NOTE: Not all read pairs were used to estimate the inner distance distribution. Those low quality, PCR duplication, multiple mapped reads were skipped.

Style.inner_distance_plot.png

junction_annotation

This program will compare detected splice junctions to reference gene model. splicing annotation is performed in two levels: splice event level and splice junction level.

  • splice event: An RNA read, especially long read, can be spliced 2 or more times, each time is called a splicing event; In this sense, 100 spliced reads can produce >= 100 splicing events.
  • splice junction: multiple splicing events spanning the same intron can be consolidated into one splicing junction.

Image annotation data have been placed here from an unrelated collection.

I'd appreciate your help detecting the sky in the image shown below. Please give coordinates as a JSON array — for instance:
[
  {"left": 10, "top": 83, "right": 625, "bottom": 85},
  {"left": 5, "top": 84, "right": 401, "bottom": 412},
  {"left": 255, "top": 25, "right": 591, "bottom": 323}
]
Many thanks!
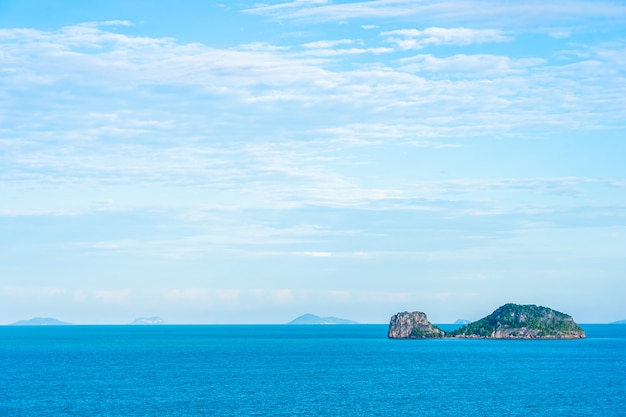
[{"left": 0, "top": 0, "right": 626, "bottom": 324}]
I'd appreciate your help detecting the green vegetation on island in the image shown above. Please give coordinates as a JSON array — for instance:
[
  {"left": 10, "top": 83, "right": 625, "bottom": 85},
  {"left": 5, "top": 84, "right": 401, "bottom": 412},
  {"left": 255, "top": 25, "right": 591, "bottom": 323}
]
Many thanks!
[
  {"left": 388, "top": 304, "right": 585, "bottom": 339},
  {"left": 448, "top": 304, "right": 585, "bottom": 339}
]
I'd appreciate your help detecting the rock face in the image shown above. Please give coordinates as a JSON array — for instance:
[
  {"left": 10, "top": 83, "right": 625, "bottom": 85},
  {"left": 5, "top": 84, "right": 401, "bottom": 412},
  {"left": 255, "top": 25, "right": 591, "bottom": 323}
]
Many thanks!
[
  {"left": 448, "top": 304, "right": 585, "bottom": 339},
  {"left": 387, "top": 311, "right": 446, "bottom": 339}
]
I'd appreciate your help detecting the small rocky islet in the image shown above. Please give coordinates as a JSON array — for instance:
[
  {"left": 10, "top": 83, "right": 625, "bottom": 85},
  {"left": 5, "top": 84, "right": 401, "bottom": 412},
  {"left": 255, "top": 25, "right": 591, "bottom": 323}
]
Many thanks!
[{"left": 387, "top": 303, "right": 585, "bottom": 339}]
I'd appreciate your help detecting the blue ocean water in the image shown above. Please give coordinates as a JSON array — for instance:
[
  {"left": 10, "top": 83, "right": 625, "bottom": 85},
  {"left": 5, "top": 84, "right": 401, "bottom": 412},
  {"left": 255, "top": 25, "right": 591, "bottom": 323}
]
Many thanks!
[{"left": 0, "top": 325, "right": 626, "bottom": 416}]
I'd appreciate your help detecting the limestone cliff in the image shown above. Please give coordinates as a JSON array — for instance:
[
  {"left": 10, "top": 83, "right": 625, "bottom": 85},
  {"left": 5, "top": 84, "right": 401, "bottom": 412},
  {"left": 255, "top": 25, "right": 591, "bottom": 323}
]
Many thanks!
[{"left": 387, "top": 311, "right": 446, "bottom": 339}]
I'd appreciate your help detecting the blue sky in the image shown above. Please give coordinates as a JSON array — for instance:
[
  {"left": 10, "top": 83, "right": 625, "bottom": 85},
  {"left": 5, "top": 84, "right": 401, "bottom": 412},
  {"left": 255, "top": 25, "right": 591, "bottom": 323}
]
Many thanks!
[{"left": 0, "top": 0, "right": 626, "bottom": 323}]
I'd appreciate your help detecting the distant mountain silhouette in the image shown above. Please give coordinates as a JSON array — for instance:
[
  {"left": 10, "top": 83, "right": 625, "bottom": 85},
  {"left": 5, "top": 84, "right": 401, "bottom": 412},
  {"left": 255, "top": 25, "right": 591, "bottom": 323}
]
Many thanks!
[
  {"left": 9, "top": 317, "right": 72, "bottom": 326},
  {"left": 287, "top": 314, "right": 358, "bottom": 324},
  {"left": 131, "top": 316, "right": 167, "bottom": 324}
]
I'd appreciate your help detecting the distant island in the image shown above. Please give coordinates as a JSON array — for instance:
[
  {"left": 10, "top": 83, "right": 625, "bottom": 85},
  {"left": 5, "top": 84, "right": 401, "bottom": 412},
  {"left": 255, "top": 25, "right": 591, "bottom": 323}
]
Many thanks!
[
  {"left": 9, "top": 317, "right": 72, "bottom": 326},
  {"left": 130, "top": 316, "right": 167, "bottom": 325},
  {"left": 387, "top": 304, "right": 585, "bottom": 339},
  {"left": 287, "top": 314, "right": 358, "bottom": 324}
]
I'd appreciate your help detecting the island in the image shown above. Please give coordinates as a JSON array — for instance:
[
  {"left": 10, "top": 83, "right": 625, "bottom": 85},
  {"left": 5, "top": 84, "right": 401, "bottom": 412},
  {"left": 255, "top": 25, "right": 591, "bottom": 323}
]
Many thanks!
[
  {"left": 387, "top": 311, "right": 446, "bottom": 339},
  {"left": 287, "top": 314, "right": 358, "bottom": 324},
  {"left": 388, "top": 303, "right": 585, "bottom": 339},
  {"left": 9, "top": 317, "right": 72, "bottom": 326},
  {"left": 131, "top": 316, "right": 167, "bottom": 325}
]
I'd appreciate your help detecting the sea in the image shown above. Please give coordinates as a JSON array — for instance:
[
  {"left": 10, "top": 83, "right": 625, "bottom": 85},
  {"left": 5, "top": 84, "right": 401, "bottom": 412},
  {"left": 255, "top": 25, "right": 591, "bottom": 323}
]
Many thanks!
[{"left": 0, "top": 325, "right": 626, "bottom": 417}]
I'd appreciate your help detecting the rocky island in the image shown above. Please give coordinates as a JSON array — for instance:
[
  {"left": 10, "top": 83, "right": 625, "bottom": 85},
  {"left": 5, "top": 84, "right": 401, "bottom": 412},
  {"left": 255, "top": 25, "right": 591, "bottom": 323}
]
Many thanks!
[
  {"left": 388, "top": 304, "right": 585, "bottom": 339},
  {"left": 387, "top": 311, "right": 446, "bottom": 339},
  {"left": 9, "top": 317, "right": 72, "bottom": 326}
]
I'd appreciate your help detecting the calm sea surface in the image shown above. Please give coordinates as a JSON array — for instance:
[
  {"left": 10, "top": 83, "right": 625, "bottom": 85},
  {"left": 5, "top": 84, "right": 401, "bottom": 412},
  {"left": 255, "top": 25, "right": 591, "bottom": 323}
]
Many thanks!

All detected junctions can be grouped to 3 exclusive categories:

  1. Annotated: The junction is part of the gene model. Both splice sites, 5’ splice site (5’SS) and 3’splice site (3’SS) can be annotated by reference gene model.
  2. complete_novel: Complete new junction. Neither of the two splice sites cannot be annotated by gene model
  3. partial_novel: One of the splice site (5’SS or 3’SS) is new, while the other splice site is annotated (known)
Style.junction_annotation.splice_events.png Style.junction_annotation.splice_junction.png

junction_saturation

It’s very important to check if current sequencing depth is deep enough to perform alternative splicing analyses. For a well annotated organism, the number of expressed genes in particular tissue is almost fixed so the number of splice junctions is also fixed. The fixed splice junctions can be predetermined from reference gene model. All (annotated) splice junctions should be rediscovered from a saturated RNA-seq data, otherwise, downstream alternative splicing analysis is problematic because low abundance splice junctions are missing. This module checks for saturation by resampling 5%, 10%, 15%, ..., 95% of total alignments from BAM or SAM file, and then detects splice junctions from each subset and compares them to reference gene model.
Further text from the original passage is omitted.